"Kelilingi kota ini, Pak. Datangi semua kuda!"
Putri itu memang putri. Nada bicaranya adalah titah.
Mendung yang menggantung menumpahkan isi. Air hujan datang seperti menari. Tempias masuk, menyentuh kulit bening sang putri dan jubah kumal sang kelana. Rajawali juga berteduh di sebelah sang kusir.
Hujan pada sore itu memaksa keduanya saling merapat. Seperti aur dengan tebing, keduanya saling bersandar. Ketika minyak bertemu sumbu, ketika mesiu berjumpa api, udara meledak. Terang datang di dalam bendi itu.
Mereka berpagutan.
Berjam-jam, berhari-hari dan berminggu-minggu, bendi itu berputar pada seluruh pelosok kota. Tanpa putus asa. Tapi, kuda itu tetap tidak menunjukkan derapnya.
"Pak, kembali!"
Bendi itu memutar ke rumah seribu pintu. Putri menuntun Kelana pada pintu berwarna merah.
"Aku suka warna merah," ujar Putri.
Kelana terperanjat. Ia ingat masa lalunya. Semua warna baginya merah. Kitab yang ia bawa dan pelajari juga berwarna merah. Merahnya merah. Kini, ia berbaju hitam. Sejak terang hilang di bumi ini, Kelana menghindari warna merah.
"Hitam menyerap cahaya. Merah membakar jiwa," gumam Kelana, nyaris tak terdengar.
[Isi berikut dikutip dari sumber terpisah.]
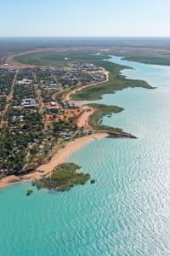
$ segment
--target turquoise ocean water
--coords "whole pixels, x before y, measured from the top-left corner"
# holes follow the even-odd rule
[[[94,185],[29,197],[30,183],[1,189],[0,256],[170,255],[170,67],[110,61],[157,87],[98,101],[123,107],[104,123],[138,140],[101,139],[70,157]]]

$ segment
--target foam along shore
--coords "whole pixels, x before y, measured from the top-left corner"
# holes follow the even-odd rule
[[[70,155],[75,153],[76,150],[83,147],[84,145],[90,143],[91,142],[107,137],[108,133],[99,132],[91,134],[89,136],[77,138],[72,142],[68,143],[63,148],[60,148],[51,159],[51,160],[45,165],[41,165],[34,172],[23,176],[7,176],[0,180],[0,188],[5,188],[10,184],[16,183],[34,181],[42,178],[43,176],[48,176],[50,172],[60,164],[65,163]]]

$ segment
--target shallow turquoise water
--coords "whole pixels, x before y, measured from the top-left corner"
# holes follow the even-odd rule
[[[138,140],[101,139],[70,161],[96,183],[26,196],[31,184],[0,190],[0,255],[170,255],[170,67],[122,61],[129,78],[156,90],[127,89],[100,102],[125,108],[104,122]]]

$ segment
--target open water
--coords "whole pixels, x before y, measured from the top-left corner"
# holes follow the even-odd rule
[[[170,67],[110,61],[157,87],[98,101],[124,108],[104,123],[139,138],[94,141],[70,157],[94,184],[28,197],[30,183],[1,189],[0,256],[170,255]]]

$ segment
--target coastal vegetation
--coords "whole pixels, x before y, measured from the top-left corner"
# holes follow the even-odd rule
[[[72,99],[94,101],[101,99],[104,94],[114,93],[128,87],[153,88],[145,81],[128,79],[121,75],[121,71],[124,68],[129,68],[128,67],[111,63],[108,61],[95,61],[95,63],[110,72],[109,81],[84,88],[72,95]]]
[[[107,106],[103,104],[91,103],[88,104],[95,109],[95,112],[89,117],[88,124],[95,131],[120,131],[122,130],[120,128],[114,128],[102,124],[102,119],[105,115],[110,115],[113,113],[120,113],[123,110],[122,108],[118,106]]]
[[[54,168],[51,176],[43,177],[32,184],[37,189],[46,188],[49,190],[65,191],[75,185],[84,184],[89,178],[88,173],[77,172],[81,166],[74,163],[61,164]]]

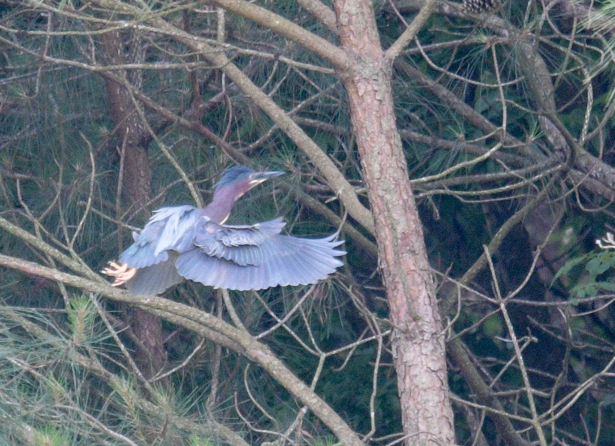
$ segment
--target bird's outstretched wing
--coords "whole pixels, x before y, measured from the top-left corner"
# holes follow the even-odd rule
[[[346,252],[335,249],[343,241],[333,241],[335,235],[283,235],[285,225],[282,218],[218,225],[192,206],[164,207],[120,256],[122,264],[137,271],[119,283],[145,295],[159,294],[183,277],[214,288],[261,290],[315,284],[343,265],[338,257]]]
[[[194,247],[181,252],[177,272],[214,288],[261,290],[278,285],[308,285],[335,271],[345,252],[335,235],[303,239],[280,234],[281,218],[252,226],[217,225],[200,220]]]
[[[188,205],[159,209],[141,233],[133,234],[135,242],[122,253],[119,261],[143,268],[165,261],[169,251],[178,250],[182,244],[191,248],[188,237],[200,217],[199,210]]]

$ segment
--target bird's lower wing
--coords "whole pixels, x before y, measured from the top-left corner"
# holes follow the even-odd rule
[[[346,253],[335,249],[342,242],[331,238],[273,236],[258,247],[261,261],[258,265],[239,265],[196,248],[180,254],[175,266],[182,276],[214,288],[244,291],[309,285],[343,265],[337,257]]]
[[[184,280],[175,268],[177,253],[169,253],[168,260],[139,268],[126,282],[126,289],[133,294],[156,296]]]

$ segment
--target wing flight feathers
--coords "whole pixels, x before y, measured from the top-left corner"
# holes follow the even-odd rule
[[[189,206],[156,211],[119,261],[139,271],[127,282],[137,294],[158,294],[183,278],[214,288],[261,290],[308,285],[343,264],[335,234],[303,239],[281,234],[280,218],[253,225],[218,225]]]

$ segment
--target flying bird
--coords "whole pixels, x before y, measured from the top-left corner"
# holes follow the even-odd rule
[[[283,172],[237,165],[224,172],[204,208],[184,205],[154,212],[118,261],[102,271],[135,294],[156,295],[188,279],[244,291],[315,284],[334,273],[346,254],[334,234],[304,239],[282,234],[282,218],[251,225],[225,225],[246,192]]]

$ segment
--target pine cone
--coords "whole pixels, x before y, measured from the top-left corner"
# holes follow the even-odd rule
[[[499,7],[499,0],[463,0],[464,12],[482,14]]]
Di balik pintu itu, Putri menyajikan lagi buah kiwi dan secangkir teh. Sekuntum mawar merah terhidang pada sebuah wadah berisi air bening. Kelana melepaskan jubah hitamnya. Ia mencuci muka. Air hujan selalu mengandung belerang, sejak gunung-gunung meletus dan lanun tsunami membawa jelaga di negeri ini.
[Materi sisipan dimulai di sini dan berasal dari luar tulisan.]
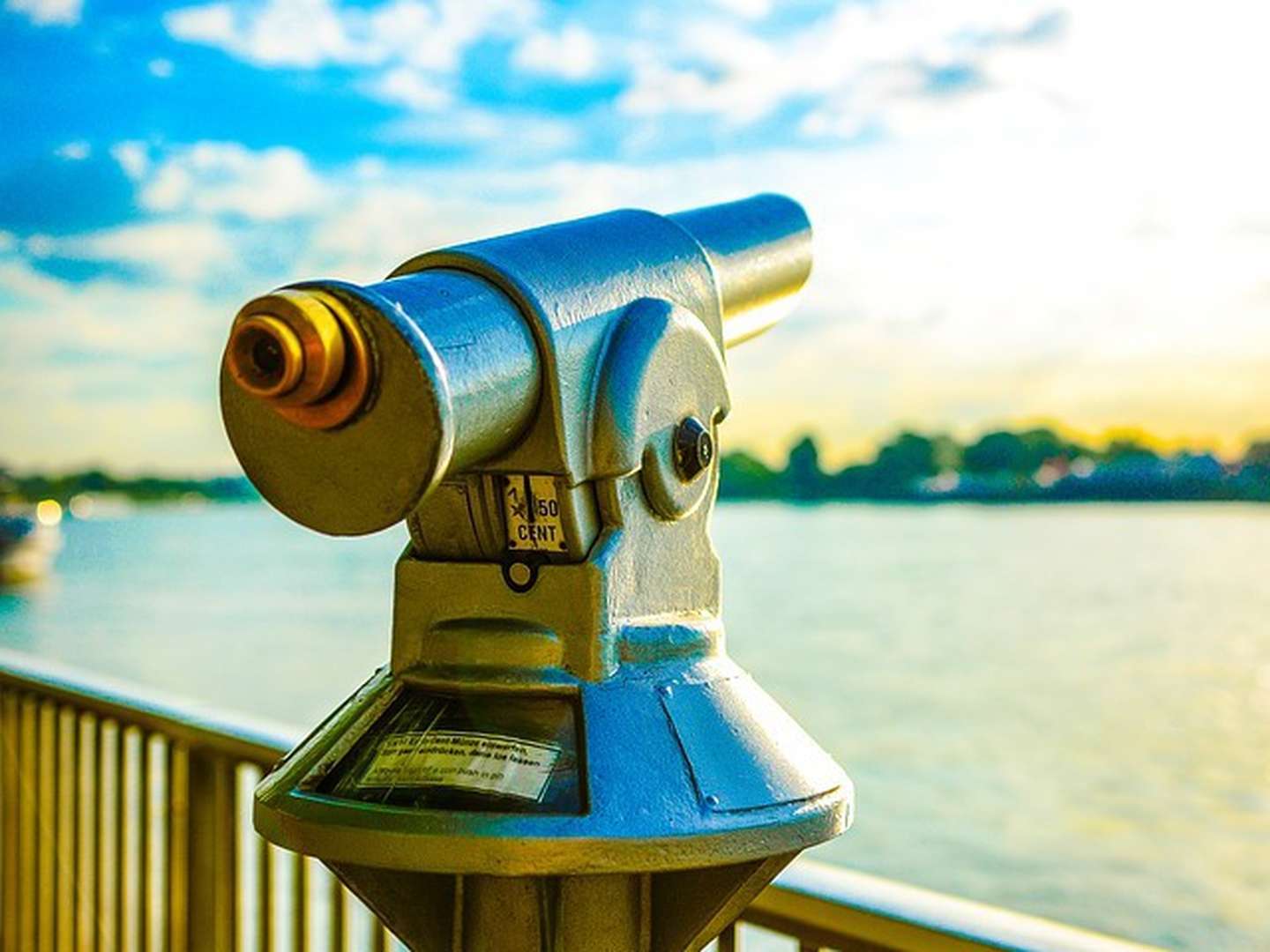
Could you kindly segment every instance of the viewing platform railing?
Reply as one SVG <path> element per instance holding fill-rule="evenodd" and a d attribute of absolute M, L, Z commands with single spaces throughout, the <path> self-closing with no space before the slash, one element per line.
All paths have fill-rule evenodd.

"Istirahatlah. Kisahkan lagi kisah-kisahmu," ujar Putri, sambil mengelap muka Kelana dengan handuk hangat. Bunyi tetesan hujan melentingkan nada biola dengan dawai angin. Mereka berpelukan.
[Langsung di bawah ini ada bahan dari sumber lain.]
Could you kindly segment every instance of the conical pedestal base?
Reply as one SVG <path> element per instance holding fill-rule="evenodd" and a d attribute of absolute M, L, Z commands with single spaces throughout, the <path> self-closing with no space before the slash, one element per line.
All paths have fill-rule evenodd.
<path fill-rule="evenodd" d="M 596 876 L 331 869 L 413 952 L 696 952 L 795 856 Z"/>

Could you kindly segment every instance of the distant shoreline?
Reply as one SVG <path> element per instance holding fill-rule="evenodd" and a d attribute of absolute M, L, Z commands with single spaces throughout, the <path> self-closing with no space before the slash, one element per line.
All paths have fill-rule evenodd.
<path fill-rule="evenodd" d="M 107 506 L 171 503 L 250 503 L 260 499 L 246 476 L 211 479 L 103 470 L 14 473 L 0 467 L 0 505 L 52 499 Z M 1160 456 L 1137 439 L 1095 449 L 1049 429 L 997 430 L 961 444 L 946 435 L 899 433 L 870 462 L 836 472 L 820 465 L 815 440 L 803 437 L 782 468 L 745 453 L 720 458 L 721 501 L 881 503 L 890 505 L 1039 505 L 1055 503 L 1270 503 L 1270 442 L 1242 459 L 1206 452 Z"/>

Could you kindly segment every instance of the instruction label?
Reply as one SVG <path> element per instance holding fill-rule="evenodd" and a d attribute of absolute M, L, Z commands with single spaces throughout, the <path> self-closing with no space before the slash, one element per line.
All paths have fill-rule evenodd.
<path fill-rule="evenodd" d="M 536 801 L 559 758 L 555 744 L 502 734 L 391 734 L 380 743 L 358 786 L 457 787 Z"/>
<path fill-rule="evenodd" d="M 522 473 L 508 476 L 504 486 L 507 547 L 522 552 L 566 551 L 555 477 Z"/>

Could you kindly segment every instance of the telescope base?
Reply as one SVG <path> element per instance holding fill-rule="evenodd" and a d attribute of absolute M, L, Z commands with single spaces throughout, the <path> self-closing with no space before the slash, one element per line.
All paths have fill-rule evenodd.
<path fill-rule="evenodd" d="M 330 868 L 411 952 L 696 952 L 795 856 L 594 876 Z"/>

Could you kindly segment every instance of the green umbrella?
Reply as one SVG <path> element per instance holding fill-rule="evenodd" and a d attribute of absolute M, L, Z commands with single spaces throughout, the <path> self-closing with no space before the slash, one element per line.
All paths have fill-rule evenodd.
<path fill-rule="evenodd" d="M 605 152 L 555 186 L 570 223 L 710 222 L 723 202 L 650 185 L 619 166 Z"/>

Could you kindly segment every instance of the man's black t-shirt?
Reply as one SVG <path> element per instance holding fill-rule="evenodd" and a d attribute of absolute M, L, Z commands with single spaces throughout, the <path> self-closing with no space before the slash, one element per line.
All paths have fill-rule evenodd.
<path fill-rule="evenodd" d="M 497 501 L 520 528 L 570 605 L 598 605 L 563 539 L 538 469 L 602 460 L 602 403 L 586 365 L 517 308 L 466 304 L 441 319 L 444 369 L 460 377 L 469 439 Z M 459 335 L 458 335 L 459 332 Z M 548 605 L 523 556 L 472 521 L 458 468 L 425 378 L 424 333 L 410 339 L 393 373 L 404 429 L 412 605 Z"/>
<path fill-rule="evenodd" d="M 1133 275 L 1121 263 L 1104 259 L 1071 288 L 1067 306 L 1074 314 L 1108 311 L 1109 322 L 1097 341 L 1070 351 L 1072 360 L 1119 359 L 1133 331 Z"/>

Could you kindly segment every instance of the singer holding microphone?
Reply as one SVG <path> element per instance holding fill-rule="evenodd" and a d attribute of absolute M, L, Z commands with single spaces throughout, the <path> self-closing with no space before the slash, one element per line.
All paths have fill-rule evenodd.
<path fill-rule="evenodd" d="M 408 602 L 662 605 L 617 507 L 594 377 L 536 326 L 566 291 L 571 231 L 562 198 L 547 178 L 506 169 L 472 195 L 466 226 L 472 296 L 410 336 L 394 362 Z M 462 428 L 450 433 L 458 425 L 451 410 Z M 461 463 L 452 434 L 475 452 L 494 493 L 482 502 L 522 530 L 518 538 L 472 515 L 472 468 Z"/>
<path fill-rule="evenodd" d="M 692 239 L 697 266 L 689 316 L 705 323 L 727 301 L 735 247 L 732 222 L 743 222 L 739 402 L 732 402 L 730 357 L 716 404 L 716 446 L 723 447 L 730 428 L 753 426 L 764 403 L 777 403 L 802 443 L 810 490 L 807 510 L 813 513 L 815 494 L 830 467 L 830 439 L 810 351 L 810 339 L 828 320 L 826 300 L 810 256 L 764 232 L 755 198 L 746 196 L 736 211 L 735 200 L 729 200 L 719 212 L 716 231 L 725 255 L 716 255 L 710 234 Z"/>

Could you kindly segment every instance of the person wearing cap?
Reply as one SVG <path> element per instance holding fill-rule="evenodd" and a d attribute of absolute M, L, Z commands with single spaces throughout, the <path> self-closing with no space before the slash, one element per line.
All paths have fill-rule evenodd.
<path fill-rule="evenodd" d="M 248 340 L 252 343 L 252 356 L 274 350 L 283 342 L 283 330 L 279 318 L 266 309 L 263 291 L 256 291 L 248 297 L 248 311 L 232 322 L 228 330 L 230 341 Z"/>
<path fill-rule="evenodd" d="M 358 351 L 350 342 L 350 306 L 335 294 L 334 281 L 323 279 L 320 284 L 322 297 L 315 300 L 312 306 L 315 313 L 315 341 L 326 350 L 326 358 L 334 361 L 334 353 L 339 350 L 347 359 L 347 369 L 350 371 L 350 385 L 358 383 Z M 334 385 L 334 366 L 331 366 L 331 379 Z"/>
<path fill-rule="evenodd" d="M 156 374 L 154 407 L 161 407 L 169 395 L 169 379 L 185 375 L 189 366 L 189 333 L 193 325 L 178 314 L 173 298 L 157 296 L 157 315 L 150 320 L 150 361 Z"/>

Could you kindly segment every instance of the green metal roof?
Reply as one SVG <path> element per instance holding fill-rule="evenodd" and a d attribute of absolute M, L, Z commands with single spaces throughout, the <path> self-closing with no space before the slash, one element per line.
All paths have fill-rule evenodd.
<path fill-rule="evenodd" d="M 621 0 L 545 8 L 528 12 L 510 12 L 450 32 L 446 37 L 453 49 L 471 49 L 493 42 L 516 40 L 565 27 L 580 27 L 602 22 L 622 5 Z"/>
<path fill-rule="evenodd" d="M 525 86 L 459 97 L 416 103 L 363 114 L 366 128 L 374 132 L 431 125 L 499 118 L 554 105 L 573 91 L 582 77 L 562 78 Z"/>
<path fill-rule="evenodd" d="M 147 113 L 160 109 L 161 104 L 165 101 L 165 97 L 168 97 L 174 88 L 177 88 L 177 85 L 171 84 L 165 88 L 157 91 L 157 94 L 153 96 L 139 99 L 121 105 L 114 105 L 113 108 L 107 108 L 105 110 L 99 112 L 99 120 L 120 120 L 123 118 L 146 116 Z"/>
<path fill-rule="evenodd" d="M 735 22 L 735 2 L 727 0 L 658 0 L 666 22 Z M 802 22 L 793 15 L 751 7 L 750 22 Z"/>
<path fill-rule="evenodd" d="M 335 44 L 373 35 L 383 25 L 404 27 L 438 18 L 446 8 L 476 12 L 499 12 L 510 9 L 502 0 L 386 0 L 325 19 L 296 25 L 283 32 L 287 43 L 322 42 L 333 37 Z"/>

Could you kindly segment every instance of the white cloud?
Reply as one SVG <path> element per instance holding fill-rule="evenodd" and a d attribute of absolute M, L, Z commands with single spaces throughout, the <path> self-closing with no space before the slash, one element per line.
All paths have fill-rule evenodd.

Kelana tahu, Putri butuh kisah-kisah itu. Tentang kepedihan seorang pengembara. Tentang lelaki yang merindukan ibunya. Tentang ayah yang mengajarkan anaknya mendaki lereng gunung tinggi mengeja dunia. Tentang suami yang beristrikan cahaya pelangi. Juga kisah para Nabi yang lahir dalam usia tua.